La reconduction du Polonais Donald Tusk à la tête de la présidence du Conseil européen a encore élargi la fracture entre l'UE et la Pologne, farouchement opposée à ce nouveau mandat et qui a fustigé un «dangereux précédent».

L'ex-premier ministre libéral polonais a été élu par «27 voix contre une», selon deux sources diplomatiques, confirmant l'écrasant soutien témoigné par les dirigeants des pays de l'UE, France et Allemagne en tête.
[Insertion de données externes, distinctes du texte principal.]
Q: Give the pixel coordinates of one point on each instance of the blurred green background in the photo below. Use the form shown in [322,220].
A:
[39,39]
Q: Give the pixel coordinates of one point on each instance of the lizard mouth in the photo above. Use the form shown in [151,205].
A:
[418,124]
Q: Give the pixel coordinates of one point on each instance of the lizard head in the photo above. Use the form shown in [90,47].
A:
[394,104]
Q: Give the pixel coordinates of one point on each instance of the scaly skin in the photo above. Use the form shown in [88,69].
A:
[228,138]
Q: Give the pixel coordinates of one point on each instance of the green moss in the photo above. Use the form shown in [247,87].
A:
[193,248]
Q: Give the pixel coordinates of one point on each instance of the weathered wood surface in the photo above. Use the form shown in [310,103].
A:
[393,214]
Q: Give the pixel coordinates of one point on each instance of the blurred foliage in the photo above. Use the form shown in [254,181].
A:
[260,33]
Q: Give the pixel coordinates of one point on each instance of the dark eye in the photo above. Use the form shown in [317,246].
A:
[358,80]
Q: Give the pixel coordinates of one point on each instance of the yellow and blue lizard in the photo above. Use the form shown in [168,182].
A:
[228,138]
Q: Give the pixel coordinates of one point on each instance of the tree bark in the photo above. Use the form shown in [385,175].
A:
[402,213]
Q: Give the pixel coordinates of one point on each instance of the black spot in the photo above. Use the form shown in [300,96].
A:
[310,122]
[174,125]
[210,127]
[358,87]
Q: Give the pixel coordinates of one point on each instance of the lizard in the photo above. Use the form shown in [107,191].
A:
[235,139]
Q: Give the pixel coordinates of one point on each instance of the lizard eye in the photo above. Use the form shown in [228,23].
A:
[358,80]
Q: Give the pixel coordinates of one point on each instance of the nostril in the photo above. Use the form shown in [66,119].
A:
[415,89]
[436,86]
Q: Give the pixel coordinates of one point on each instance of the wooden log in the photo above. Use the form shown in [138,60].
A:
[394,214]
Mais le gouvernement nationaliste et conservateur au pouvoir à Varsovie, qui considère M. Tusk comme un ennemi politique, a qualifié de «dangereux précédent» ce vote qui à ses yeux ignore la volonté d'un État membre, pays d'origine du candidat de surcroît.

«Nous savons maintenant que c'est une UE sous le diktat de Berlin», a vivement réagi le ministre des Affaires étrangères, Witold Waszczykowski, interrogé par le site internet wpolityce.pl.

Varsovie reproche à Donald Tusk d'avoir abusé de ses fonctions en s'impliquant «personnellement» dans la vie politique de la Pologne, où certaines réformes récentes ont été critiquées par Bruxelles qui a dénoncé des atteintes à l'État de droit.

Conclusions refusées 

En représailles, la Pologne a décidé de «ne pas accepter» les conclusions de ce sommet», a asséné la chef du gouvernement conservateur nationaliste polonais, Beata Szydlo.

En fait, en l'absence de consensus, la déclaration finale du sommet, préparée depuis des semaines, pourra quand même être publiée dans son intégralité au nom de la présidence maltaise de l'UE, selon son premier ministre Joseph Muscat.

Ce blocage ne change rien à la réélection de M. Tusk, a expliqué une source européenne. Il s'agit en effet, selon la source, d'un acte législatif séparé, pris à la majorité qualifiée (il suffisait de 21 pays favorables, représentant 65% de la population de l'UE).

La reconduction de M. Tusk sera «un signe de stabilité pour l'ensemble de l'UE», a fait valoir la chancelière Angela Merkel. «Une image de cohérence et de continuité», a ajouté le président français François Hollande.

Visiblement marqué par l'épisode mais déterminé, Donald Tusk a martelé qu'il ferait «de son mieux pour rendre l'UE meilleure» avec l'ensemble des pays membres «sans exception».

«Comment allez-vous communiquer avec le gouvernement» en place à Varsovie, l'a harangué un journaliste. «En polonais», a laconiquement rétorqué M. Tusk.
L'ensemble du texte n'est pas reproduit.